El Suspiro de la Corona y otras Tragedias Domésticas

Historia corta sarcástica sobre un rey miserable, una brisa molesta, un edicto real absurdo, un bufón cínico y una búsqueda épica por la felicidad. Cuento satírico sobre la absurdidad del poder y la búsqueda de lo simple.

La brisa rozó la piel del Rey Aloysius con la delicadeza de un ladrón probando la cerradura de una joyería. No era un soplo refrescante y vital, no, eso sería demasiado pedante. Era una brisa cobarde, que se colaba por la ventana abierta del salón del trono como si pidiera permiso. Y al Rey Aloysius, Gobernante Supremo de los Siete Valles, Cazador del Gran Zorro de Jade, y Última Esperanza para que alguien recordara su cumpleaños, le pareció la sensación más irritante que había experimentado en toda la semana.

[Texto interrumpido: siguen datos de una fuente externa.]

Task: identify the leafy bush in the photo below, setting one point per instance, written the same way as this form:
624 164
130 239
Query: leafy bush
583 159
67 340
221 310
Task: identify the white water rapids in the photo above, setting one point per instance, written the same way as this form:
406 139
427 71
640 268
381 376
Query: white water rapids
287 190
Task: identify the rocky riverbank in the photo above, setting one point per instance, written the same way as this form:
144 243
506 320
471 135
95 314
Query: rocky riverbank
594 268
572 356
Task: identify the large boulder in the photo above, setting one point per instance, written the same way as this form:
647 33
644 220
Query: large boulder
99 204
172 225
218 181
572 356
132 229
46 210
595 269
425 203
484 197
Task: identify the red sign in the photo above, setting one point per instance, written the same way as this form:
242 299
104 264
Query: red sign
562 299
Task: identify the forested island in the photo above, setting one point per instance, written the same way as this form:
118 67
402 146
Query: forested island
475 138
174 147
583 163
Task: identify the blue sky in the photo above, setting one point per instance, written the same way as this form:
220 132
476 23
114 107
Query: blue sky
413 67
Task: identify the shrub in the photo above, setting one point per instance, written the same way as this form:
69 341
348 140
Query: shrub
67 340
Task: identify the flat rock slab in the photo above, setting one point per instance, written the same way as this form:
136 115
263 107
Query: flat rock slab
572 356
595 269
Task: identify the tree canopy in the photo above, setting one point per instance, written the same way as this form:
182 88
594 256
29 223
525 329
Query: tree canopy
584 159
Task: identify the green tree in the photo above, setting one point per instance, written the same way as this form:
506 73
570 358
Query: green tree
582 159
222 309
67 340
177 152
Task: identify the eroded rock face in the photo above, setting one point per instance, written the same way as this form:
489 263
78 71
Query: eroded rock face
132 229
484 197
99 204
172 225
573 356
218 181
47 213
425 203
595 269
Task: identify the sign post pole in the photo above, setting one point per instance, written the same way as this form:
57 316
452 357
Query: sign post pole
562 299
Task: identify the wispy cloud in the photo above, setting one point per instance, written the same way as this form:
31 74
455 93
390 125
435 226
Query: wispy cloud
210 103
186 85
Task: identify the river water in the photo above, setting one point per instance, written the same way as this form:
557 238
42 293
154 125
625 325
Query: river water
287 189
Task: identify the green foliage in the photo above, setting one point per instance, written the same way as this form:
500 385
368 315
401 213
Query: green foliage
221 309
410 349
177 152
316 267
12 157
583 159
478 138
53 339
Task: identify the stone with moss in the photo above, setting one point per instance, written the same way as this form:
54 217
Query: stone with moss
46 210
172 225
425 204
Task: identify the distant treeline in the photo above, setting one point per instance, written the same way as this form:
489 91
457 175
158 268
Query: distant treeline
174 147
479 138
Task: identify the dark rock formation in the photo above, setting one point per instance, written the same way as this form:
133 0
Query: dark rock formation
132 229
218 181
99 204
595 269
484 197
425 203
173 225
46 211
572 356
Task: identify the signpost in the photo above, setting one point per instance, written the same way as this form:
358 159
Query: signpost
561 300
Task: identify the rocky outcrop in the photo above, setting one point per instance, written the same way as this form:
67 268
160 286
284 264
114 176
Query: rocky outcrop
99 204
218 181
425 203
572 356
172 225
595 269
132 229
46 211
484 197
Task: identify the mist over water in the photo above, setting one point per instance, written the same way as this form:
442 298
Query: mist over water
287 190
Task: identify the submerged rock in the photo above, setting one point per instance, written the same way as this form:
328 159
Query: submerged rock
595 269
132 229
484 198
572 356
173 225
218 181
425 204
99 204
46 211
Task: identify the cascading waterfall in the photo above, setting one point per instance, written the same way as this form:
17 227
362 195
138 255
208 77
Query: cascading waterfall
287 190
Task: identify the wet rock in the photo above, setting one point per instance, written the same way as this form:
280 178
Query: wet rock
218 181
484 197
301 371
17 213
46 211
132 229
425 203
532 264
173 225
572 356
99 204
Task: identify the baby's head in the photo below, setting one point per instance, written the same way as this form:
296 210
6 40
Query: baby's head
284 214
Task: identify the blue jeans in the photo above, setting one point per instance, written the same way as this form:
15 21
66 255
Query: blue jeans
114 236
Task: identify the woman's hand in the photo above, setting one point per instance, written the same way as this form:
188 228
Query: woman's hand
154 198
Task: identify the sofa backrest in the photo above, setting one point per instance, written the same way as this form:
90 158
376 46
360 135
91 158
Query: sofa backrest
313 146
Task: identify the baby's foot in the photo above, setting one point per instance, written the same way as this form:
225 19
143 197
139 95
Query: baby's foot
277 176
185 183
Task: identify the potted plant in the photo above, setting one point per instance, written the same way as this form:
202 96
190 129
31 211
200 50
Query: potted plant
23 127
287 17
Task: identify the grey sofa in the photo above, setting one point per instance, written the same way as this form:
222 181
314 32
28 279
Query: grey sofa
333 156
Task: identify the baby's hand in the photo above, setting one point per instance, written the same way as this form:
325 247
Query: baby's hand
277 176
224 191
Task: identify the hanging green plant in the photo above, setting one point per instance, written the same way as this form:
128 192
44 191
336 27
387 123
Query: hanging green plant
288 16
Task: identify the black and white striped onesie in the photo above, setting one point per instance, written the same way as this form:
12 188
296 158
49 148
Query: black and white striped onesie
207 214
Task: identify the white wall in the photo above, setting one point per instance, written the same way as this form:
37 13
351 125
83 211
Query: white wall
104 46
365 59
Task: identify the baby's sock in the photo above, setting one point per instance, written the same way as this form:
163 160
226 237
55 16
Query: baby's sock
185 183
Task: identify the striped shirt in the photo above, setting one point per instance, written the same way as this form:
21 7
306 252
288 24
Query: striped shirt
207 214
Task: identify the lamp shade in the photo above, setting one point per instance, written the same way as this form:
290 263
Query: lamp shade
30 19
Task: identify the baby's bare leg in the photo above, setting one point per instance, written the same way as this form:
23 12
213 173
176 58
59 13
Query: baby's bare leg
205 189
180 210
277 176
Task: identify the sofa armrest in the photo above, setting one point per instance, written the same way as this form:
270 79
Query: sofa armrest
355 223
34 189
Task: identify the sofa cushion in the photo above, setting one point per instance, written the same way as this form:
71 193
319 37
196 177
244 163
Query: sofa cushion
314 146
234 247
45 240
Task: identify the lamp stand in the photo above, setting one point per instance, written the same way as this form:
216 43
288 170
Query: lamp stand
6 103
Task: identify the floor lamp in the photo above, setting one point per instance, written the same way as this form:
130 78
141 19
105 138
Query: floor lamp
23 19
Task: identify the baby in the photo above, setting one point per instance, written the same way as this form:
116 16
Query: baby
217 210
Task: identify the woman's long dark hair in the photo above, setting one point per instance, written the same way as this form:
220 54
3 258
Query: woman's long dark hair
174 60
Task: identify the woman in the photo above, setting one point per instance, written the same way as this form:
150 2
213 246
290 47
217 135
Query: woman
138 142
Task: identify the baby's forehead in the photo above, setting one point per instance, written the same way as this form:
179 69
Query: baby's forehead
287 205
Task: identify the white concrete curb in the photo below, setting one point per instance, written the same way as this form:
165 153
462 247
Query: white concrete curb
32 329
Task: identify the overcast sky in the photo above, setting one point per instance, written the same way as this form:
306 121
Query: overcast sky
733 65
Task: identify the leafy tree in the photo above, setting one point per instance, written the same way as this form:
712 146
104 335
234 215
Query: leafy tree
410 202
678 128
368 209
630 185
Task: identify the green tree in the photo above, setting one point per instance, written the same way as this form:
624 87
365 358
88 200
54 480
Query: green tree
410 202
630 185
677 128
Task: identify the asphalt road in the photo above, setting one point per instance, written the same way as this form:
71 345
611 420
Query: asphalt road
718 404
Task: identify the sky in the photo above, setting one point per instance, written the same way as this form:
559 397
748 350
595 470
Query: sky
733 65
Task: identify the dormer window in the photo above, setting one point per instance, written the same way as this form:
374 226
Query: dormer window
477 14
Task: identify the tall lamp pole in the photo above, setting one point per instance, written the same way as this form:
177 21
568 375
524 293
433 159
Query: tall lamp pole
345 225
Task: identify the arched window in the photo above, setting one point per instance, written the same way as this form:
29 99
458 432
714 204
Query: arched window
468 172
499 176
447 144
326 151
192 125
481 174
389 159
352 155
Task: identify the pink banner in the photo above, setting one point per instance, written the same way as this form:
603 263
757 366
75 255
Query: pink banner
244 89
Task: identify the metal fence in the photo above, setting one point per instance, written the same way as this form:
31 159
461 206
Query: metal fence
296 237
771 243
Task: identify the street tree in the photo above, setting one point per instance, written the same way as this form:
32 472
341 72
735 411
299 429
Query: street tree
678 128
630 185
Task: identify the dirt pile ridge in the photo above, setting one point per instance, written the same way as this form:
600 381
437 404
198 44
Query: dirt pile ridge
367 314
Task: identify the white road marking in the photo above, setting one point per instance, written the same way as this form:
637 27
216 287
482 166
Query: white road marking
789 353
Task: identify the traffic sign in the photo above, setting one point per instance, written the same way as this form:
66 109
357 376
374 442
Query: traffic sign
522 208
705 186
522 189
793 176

—¡Por la barba teñida de mi abuelo! —exclamó, apartando un pergamino de impuestos como si le hubiera insultado—. ¿Quién se atreve a permitir esta… esta ventosidad ambiental en mi presencia real?

Su bufón, un tipo llamado Pip con la expresión de alguien que ha visto cómo se forma una salchicha, dejó de hacer malabares con tres cuchillos oxidados. —Se le llama ‘brisa’, Su Majestad. Un fenómeno meteorológico común que implica el movimiento de masas de aire. Se dice que los plebeyos la encuentran… agradable.

—¡Agradable! —escupió Aloysius, encogiéndose dentro de su túnica de terciopelo—. ¡Es un asalto a mi regia tranquilidad! Me eriza los pelos del brazo. Me despeina la corona. Me recuerda que hay un mundo allá fuera, lleno de… de naturaleza. Es completamente inaceptable.

Y así, en un arrebato de innovadora incompetencia, el Rey Aloysius emitió el Edicto Real 742-B: La Prohibición de la Brisa Molesta. Se destinaron recursos exorbitantes —suficientes para alimentar a un pueblo durante un invierno— a construir un sistema de gestión ambiental compuesto por gigantescos abanicos de plumas de faisán, operados por cincuenta hombres sudorosos, para crear una "brisa artificial aprobada por la corona" que soplara siempre en la dirección correcta y a la intensidad adecuada (casi nula).

El resultado, como era de esperar, fue un fracaso catastrófico. El aire se volvió viciado, los abanicos sonaban como un ejército de gorgoteos estomacales, y los hombres sudorosos, bueno, sudaban, creando su propia y desagradable brisa húmeda.

—Su Majestad —dijo Pip, esquivando una gota de sudor real—, quizás el problema no es la brisa, sino su perspectiva única. He oído rumores, susurrados en el viento, por supuesto, de un lugar llamado el Valle del Susurro Sereno. Dicen que allí la brisa no es una molestia, sino una experiencia transformadora.

Aloysius, aburrido de su nuevo juguete fallido, decidió que esto sonaba a una aventura épica que justificaba no escuchar peticiones de audiencia. Montó en su corcel menos temperamental y partió, seguido por un séquito de caballeros que se quejaban del polvo.

Tras días de viaje, durante los cuales la brisa natural se tomó la libertad audaz de enredarle aún más el cabello, llegó al valle. Y allí, oh sorpresa reveladora, no había nada especial. Solo hierba, unos árboles, y sí, una brisa suave. Pero sin trono, sin edictos, sin expectativas, Aloysius se tumbó en la hierba. Y entonces, la brisa rozó su piel.

Pero esta vez no fue un ladrón. Fue un suspiro. Un suspiro del mundo. Le acarició la frente, secó el sudor de su sien y le trajo el olor a tierra mojada y flores silvestres. No era una solución mágica, ni un concepto revolucionario. Era simplemente… agradable. Una satisfacción profunda se instaló en él, más cálida que cualquier manto de armiño.

Regresó a su castillo, no como un conquistador, sino como un hombre que ha tenido una idea terriblemente obvia. Su primer decreto fue desmantelar los abanicos. El segundo fue abrir todas las ventanas del reino.

—¿Y el Edicto 742-B, Su Majestad? —preguntó Pip, con una sonrisa que bordea lo insolente.

—Que lo lleve la brisa —dijo Aloysius, mientras una ventosa corriente de aire le robaba su peluca y la enviaba a volar sobre los jardines, en lo que sin duda fue el momento más auténtico y, por supuesto, irónico, de todo su reinado.